Collecting counties -- even crossing the border into obsession

August 22, 2004|Molly Hennessy-Fiske, Globe Correspondent

PROVIDENCE -- After their annual meeting last month, members of the Extra Miler Club set out on their first group trip, a modest afternoon swing through five counties. Didn't sound like much of a challenge for a crew that has flown into Alaska's Aleutian Islands, scaled mountainous Kalawao County on Molokai, braved the upper reaches of Door County, Wis., and felt the barren expanse of Loving County, Texas.

But just as they were speeding south on Interstate 95 in Reid Williamson's gold Volkswagen Passat station wagon (the 2003 model on which he already has logged 44,000 miles), he spotted a suspicious sign.

" 'South County,' " the bearded Army management analyst from Annandale, Va., said. "Which I believe is a touristic designation."

Every Extra Miler's goal is to visit all 3,143 counties in the United States.

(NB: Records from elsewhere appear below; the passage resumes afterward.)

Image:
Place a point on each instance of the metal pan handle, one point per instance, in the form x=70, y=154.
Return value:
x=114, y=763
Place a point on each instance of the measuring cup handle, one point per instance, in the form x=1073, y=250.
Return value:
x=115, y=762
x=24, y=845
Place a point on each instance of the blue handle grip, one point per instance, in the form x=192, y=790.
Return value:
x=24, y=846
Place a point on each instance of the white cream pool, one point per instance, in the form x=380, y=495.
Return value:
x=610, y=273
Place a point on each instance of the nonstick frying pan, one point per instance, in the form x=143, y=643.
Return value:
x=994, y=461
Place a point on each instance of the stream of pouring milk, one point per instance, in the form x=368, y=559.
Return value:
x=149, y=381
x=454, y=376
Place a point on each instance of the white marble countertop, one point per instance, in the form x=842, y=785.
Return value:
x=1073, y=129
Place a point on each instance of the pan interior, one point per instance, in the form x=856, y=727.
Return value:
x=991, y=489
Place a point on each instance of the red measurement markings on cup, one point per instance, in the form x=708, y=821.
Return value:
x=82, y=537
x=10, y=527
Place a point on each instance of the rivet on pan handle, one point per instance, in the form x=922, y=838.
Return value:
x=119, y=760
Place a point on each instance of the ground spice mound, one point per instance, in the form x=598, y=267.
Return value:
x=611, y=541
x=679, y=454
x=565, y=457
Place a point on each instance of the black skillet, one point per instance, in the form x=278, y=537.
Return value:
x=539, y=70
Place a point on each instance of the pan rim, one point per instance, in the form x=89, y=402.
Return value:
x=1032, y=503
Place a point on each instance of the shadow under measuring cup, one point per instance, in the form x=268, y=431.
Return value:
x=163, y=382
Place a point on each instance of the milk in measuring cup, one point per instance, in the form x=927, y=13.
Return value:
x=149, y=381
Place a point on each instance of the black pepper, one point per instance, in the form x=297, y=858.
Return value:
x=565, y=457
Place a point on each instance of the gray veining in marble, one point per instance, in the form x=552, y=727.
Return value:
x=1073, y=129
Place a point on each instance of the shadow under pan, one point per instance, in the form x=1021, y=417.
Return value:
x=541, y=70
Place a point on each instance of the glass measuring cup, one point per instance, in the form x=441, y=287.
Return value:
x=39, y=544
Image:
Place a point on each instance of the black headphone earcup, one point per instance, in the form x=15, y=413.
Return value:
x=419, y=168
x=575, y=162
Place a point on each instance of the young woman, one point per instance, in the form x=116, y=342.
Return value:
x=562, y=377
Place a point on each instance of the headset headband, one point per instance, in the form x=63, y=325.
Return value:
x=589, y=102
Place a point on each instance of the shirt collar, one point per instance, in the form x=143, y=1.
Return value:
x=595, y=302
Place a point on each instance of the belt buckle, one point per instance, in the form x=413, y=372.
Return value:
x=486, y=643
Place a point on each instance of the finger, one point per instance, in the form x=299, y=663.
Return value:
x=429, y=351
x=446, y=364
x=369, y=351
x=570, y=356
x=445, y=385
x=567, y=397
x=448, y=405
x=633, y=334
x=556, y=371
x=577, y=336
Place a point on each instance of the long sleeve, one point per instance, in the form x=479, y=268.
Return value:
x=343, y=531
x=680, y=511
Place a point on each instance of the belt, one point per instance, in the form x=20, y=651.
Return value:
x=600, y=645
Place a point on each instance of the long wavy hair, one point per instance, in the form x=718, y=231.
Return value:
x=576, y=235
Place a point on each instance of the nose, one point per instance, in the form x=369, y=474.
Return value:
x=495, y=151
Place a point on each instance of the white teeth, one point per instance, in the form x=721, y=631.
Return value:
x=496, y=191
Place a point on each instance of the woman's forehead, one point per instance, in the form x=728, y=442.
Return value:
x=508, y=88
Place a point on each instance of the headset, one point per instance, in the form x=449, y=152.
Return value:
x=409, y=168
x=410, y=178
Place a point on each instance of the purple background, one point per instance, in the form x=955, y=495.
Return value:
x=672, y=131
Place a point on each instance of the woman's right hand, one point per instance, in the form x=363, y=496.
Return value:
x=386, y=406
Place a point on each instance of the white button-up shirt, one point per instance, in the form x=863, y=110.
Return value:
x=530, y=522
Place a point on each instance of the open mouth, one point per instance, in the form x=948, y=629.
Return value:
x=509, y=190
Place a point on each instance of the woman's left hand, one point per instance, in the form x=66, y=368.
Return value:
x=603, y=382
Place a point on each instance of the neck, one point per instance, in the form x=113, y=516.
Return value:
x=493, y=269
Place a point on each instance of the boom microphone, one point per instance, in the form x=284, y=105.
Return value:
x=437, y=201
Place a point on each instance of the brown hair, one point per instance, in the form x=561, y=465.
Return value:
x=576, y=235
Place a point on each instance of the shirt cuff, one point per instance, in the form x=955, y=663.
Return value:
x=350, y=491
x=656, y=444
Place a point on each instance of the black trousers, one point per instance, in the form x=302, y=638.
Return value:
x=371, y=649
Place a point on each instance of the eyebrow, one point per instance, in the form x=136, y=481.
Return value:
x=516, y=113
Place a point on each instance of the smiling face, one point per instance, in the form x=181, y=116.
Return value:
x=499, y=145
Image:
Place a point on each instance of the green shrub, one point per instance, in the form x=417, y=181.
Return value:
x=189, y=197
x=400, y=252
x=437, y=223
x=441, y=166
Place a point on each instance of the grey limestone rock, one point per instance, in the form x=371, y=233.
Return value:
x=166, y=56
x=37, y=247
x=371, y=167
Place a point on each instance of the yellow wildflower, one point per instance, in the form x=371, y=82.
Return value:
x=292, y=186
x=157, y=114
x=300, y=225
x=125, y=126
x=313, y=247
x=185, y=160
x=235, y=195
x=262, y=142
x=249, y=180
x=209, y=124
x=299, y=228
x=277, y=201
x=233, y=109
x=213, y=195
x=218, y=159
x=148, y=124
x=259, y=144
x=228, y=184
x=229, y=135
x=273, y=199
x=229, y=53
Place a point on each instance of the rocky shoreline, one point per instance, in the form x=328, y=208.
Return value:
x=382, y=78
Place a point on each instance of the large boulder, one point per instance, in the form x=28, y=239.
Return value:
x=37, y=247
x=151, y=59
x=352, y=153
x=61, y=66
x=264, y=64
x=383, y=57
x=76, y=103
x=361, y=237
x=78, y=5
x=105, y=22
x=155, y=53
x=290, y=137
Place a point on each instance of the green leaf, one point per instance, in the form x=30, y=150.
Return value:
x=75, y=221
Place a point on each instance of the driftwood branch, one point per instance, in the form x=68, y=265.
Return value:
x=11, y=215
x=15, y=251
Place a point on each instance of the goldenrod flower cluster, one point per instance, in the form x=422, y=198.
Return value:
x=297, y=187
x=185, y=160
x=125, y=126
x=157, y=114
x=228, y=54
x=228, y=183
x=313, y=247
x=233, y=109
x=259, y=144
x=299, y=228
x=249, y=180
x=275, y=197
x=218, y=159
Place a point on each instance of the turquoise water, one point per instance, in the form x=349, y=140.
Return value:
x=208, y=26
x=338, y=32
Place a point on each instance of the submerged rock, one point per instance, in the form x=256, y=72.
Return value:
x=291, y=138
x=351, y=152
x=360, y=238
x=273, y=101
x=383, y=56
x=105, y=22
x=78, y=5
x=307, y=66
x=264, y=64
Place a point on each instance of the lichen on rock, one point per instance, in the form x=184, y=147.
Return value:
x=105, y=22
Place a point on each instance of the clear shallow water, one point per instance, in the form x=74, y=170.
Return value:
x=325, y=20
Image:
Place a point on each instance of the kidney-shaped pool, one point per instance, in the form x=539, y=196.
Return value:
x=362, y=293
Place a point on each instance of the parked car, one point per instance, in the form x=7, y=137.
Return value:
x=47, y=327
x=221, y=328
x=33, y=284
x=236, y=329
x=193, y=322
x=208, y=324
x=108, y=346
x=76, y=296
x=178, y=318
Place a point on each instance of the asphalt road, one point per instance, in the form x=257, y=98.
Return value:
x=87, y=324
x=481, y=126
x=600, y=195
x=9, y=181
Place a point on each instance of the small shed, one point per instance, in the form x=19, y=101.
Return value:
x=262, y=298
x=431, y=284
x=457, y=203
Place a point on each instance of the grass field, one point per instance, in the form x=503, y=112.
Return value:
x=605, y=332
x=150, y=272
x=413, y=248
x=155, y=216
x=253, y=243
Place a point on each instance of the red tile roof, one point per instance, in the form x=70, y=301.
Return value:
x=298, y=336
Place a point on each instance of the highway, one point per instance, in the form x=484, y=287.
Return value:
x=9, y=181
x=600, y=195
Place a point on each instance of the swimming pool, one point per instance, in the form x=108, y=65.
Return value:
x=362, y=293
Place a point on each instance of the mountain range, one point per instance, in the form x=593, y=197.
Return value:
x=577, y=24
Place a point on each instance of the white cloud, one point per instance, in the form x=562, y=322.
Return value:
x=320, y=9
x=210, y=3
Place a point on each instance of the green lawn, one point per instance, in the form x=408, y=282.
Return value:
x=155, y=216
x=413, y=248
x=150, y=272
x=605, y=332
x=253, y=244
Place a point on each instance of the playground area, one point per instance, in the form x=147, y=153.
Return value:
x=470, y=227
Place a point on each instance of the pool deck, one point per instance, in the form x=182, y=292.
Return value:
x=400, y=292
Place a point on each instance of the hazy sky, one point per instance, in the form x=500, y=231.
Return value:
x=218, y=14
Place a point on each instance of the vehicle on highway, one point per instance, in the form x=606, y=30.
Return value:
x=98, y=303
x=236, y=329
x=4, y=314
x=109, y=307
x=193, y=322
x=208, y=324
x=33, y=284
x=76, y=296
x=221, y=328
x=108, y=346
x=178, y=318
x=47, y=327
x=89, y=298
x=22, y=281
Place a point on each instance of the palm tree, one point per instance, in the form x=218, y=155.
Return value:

Fewer than two dozen of about 300 members have gotten there. Most devote decades to the quest, spend thousands of dollars, run down their cars, hop prop planes, rack up speeding tickets, lie to their spouses, and become obsessed with geographical trivia. All in pursuit of a complete, though intangible, collection of county experiences.

Club president Mike Natale, who was sitting beside Williamson on the July 23 outing, dismissed the South County sign. An education consultant from the Pittsburgh area, Natale, 27, has been an Extra Miler half his life. He already had "completed" the five Rhode Island counties before the annual meeting, and reeled off their names as Williamson drove: Bristol, Kent, Newport, Providence, and Washington. South doesn't count.

Just what does count as a county is a popular subject of debate among club members. They generally agree on county boundaries and use the same black-and-white map to color them in as they go. But do they have to visit independent cities that lie outside county lines? What about Indian reservations? Alaskan census areas? Louisiana parishes? When a new county is created, such as six-year-old Broomfield in Colorado, do they have to return? Does flying over a county count?

Williamson arbitrated such disputes as club treasurer, secretary, and editor of the newsletter. He answered questions that arose during the meeting, when members rose one by one to announce their totals. Many were wearing blue club T-shirts that read, "The shortest distance between two points is no fun."

Those who have been to the county from which Broomfield was created don't have to return, Williamson said, but it counts from now on. Indian reservations don't count, although some members visit them anyway. (Lenny Fetterman, a retired mail carrier from Oregon, Ohio, has seen them all.) Parishes count, and so do independent cities and Alaska.